Why start with colleges?
“In a broader sense, it makes real sense for young people to be leading this charge,” says McKibben. “I’ve got another 25 years, if I’m lucky, on this planet. But if you’ve got 60 or 70 staring you in the face, it behooves you even more to make sure the planet isn’t going to hell for the last 40.”
So far both Middlebury College and UVM have been noncommittal in response to students’ calls for divestment. At UVM, the student activists will make a more detailed proposal to the Socially Responsible Investing Advisory Council in early December, which in turn will make a recommendation to an investment subcommittee of the full board of trustees.
Cate says that UVM welcomes students’ input on investment practices, but he warns that divesting from fossil fuels would require significant changes in the university’s overall financial strategy.
“I think it’s always good that students are activists at heart,” says Cate. “The question is whether the approach that they’re proposing is the best way to have an impact.”
350.org estimates 100 campuses will have divestment movements by the end of the fall semester. A few schools have taken it further: Trustees at Unity College in Maine voted earlier this month to divest their endowment entirely from fossil fuels, and Hampshire College in Massachusetts pledged to do the same in October.
Emily Flynn works for the Sustainable Endowments Institute, a Massachusetts-based organization that researches sustainability in college operations and endowment practices. She notes that Unity and Hampshire are small schools known for being “a little counterculture,” and it’s too soon to know whether others will follow suit. But she applauds both schools for “walking the walk and talking the talk” and hopes they’ll serve as models for schools with larger endowments.

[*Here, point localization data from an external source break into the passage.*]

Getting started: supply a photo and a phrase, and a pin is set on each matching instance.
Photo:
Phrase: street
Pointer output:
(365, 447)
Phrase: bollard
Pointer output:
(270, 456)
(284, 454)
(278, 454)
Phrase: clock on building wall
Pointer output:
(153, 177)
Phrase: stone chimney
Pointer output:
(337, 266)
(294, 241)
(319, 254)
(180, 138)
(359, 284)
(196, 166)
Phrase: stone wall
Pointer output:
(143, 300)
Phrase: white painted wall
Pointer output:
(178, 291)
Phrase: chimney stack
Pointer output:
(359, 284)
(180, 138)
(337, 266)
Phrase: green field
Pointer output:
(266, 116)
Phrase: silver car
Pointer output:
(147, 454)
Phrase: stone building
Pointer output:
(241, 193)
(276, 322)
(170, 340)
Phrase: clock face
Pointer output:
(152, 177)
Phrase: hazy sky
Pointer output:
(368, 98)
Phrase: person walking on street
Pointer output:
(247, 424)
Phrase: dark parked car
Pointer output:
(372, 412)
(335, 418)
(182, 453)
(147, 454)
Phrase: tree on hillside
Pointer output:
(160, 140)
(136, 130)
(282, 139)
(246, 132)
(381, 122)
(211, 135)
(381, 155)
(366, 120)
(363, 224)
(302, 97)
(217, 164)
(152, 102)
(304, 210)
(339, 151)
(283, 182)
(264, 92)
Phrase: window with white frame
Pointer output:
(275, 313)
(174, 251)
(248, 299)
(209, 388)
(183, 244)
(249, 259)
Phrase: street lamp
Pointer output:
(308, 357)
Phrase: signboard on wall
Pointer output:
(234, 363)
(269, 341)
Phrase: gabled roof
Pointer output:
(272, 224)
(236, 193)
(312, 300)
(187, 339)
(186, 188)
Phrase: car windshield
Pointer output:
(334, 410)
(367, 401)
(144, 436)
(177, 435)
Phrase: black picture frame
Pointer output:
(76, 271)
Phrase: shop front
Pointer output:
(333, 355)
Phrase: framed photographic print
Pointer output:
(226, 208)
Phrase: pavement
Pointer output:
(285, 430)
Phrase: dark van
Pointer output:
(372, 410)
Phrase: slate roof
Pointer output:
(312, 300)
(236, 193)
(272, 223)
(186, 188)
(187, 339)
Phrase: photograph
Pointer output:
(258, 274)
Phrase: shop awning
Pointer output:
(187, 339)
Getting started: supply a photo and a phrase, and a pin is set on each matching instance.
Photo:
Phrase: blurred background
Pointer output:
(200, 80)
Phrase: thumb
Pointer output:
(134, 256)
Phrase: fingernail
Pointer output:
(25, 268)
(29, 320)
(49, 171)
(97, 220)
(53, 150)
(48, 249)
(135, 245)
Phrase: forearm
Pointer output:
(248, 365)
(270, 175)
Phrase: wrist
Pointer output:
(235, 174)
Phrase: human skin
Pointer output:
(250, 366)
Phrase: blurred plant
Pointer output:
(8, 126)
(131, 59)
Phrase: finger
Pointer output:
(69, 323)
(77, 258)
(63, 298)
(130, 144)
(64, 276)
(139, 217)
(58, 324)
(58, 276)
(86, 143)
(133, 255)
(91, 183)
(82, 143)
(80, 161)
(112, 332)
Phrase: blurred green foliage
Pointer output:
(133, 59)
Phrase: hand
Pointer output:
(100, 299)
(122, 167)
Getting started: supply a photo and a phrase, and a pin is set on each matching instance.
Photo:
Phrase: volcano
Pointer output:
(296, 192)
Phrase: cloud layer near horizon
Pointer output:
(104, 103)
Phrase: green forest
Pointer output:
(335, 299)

In fact, earlier this month students at Harvard University voted three to one to support divestment. At $30.7 billion, the Harvard endowment is the largest of any university in the country — outpacing its closest competitor, Yale, by more than $10 billion.
Flynn says the world of complex investments sometimes feels like “a cult of expertise” but adds the new attitude among today’s student activists amounts to: “You can be involved in environmentalism, but you also have to be financially savvy.”
“Financially savvy” certainly describes Eric Hanson, the president of Burlington-based Hanson & Doremus Investment Management, who warns that divestment campaigns are typically most successful — both in terms of rallying support and protecting investors — when the focus is specific and narrow. Take the South Africa campaign. Hanson says the number of businesses eligible for divestment at that time was fairly small, meaning investors could excise them from their portfolios without serious ramifications.
“However, if you divest energy companies, you’re divesting a tremendous slice of the U.S. economy,” Hanson says. “It’s a different kettle of fish.”
He also warns that the line between acceptable companies and unacceptable ones isn’t always clear-cut. For instance, should investors cut out chemical companies that use oil to make plastic? In general, Hanson says, socially responsible investors shouldn’t have to sacrifice their financial returns on account of their values. But he adds one caveat: “If you exclude the entire energy sector … you are going to affect your portfolio results negatively.”
But divestment proponents argue the status quo has its costs, too. Groups such as the Investor Network on Climate Risk, an organization focused on the risks and rewards posed by global warming, argue that climate change could wreak havoc on investments. UVM senior Kerry Wilson, an environmental studies major from East Charleston, Vt., points to the mounting price tag in the wake of Superstorm Sandy — New York City alone is estimating costs at $19 billion — as evidence of that risk.
“[Fossil-fuel companies’] profit is coming from harming the environment,” says Wilson, “and it’s not something that’s sustainable.”